An AI-Powered Analysis of our Postal Service Through Tweets | by John Adeojo | Mar, 2023

By Jessie Hobb On Mar 23, 2023

Deciphering Customer Voices with AI

Delving into Machine Learning, Topic Modeling, and Sentiment Analysis to Uncover Valuable Customer Perspectives

Image by Author: AI generated sentiment and topic for #royalmail

My partner and I usually experience an excellent postal service. Most of the time letters arrive to our home un-opened and delivered in a timely fashion. That’s why when our post didn’t arrive for a few weeks we thought it was quite strange. After some diligent web searching, we discovered the most likely cause to this service disruption was strikes. As a data scientist this whole episode got me thinking…

Is there a way to leverage online data to track these types of incidents?

The answer to this question is yes, and I have already built a prototype which is available for you to play with. I recommend doing so before reading on as it will give you a feel for things before getting into the technical details.

🌏 Explore the m(app)

I’ll spend the remainder of this write up walking you through how I went about answering this question. This is pretty much an end to end machine learning project exploring aspects of software engineering, social media data mining, topic modelling, transformers, custom loss functions, transfer learning, and data visualisation. If that sounds interesting to you at all grab a snack or a drink and get comfortable because this might be quite a long one but hopefully worth the read.

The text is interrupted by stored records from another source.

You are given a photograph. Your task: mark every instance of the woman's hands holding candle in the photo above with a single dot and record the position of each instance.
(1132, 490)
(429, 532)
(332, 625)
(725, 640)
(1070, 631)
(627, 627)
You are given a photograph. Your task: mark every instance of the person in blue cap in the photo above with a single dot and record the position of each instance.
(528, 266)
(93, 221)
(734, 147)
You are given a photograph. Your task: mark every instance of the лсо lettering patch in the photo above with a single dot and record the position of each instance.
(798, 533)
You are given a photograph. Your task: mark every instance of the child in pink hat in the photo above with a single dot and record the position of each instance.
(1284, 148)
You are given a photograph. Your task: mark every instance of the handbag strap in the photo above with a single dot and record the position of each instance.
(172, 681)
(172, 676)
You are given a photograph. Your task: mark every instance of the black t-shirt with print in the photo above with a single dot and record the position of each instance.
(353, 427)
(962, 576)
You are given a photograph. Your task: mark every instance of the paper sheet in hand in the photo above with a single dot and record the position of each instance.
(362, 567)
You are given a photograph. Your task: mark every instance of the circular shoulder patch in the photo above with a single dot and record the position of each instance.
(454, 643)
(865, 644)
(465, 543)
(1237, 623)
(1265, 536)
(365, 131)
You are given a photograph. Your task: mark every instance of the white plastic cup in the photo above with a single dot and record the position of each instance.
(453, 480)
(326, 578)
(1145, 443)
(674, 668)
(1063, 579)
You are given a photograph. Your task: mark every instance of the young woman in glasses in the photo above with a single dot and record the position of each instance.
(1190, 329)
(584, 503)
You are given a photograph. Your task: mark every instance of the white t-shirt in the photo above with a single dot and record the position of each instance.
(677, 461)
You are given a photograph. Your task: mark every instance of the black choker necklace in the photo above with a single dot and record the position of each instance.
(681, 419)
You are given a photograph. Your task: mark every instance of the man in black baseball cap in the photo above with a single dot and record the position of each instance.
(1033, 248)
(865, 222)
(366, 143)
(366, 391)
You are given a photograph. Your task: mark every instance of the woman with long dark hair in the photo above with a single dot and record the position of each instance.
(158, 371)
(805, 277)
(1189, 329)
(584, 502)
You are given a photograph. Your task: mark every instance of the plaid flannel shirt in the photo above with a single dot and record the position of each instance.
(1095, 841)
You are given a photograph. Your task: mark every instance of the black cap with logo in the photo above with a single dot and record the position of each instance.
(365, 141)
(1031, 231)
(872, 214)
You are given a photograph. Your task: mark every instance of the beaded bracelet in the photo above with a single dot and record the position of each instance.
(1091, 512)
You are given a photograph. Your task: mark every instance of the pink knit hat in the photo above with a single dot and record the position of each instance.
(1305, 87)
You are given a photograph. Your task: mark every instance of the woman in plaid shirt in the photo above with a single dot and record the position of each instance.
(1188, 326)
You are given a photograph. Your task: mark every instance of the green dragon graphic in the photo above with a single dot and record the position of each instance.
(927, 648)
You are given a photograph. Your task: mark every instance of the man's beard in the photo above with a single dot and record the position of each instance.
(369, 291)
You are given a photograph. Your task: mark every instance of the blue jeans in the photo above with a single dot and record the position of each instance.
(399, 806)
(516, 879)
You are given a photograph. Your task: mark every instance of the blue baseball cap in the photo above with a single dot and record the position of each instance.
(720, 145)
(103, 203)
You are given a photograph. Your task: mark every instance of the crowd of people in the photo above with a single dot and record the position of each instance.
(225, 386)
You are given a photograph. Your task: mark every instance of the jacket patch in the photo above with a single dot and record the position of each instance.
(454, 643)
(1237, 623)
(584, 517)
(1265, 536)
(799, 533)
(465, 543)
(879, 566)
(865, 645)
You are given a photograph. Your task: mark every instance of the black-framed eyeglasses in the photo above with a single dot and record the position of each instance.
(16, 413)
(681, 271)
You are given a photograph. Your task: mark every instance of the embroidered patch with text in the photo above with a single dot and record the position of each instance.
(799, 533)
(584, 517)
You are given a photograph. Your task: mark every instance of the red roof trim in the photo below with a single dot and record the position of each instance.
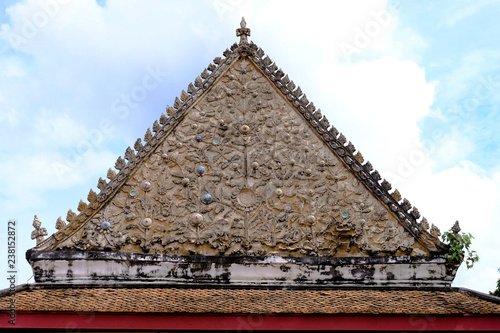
(128, 321)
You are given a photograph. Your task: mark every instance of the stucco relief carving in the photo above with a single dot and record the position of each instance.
(243, 174)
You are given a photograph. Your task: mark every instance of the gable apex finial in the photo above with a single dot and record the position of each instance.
(243, 32)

Disclaimer: This article is an independent analysis of tweets containing the #royalmail hashtag and is not affiliated with, endorsed, or sponsored by Royal Mail Group Ltd. The opinions and findings expressed within this article are solely those of the author and do not represent the views or official positions of Royal Mail Group Ltd or any of its subsidiaries.

When seeking to understand what people think, Twitter is always a good starting point. Much of what people post on Twitter is public and easily accessible through their API. It’s the kind of no holds barred verbal arena you would expect to find plenty of insights on customer service. I got curious and conducted a quick twitter search myself starting simply with ‘#royalmail’. And voila! a tonne of tweets.

With my data source identified, the next thing I did was to figure out how I would “mine” issues raised from those tweets. Topic modelling came to mind immediately as something to try. I figured that using some kind of clustering on the tweets could reveal some latent topics. I’ll spend the remainder of the write up going into some technical details. This won’t be a step-by-step, but rather a peek over my shoulder and a window into my thought process in putting this project together.

Development environment: I do the majority of my ML projects in python so my preferred IDE is Jupyter labs. I find it useful to be able to quickly toggle between Jupyter notebooks, python scripts, and the terminal.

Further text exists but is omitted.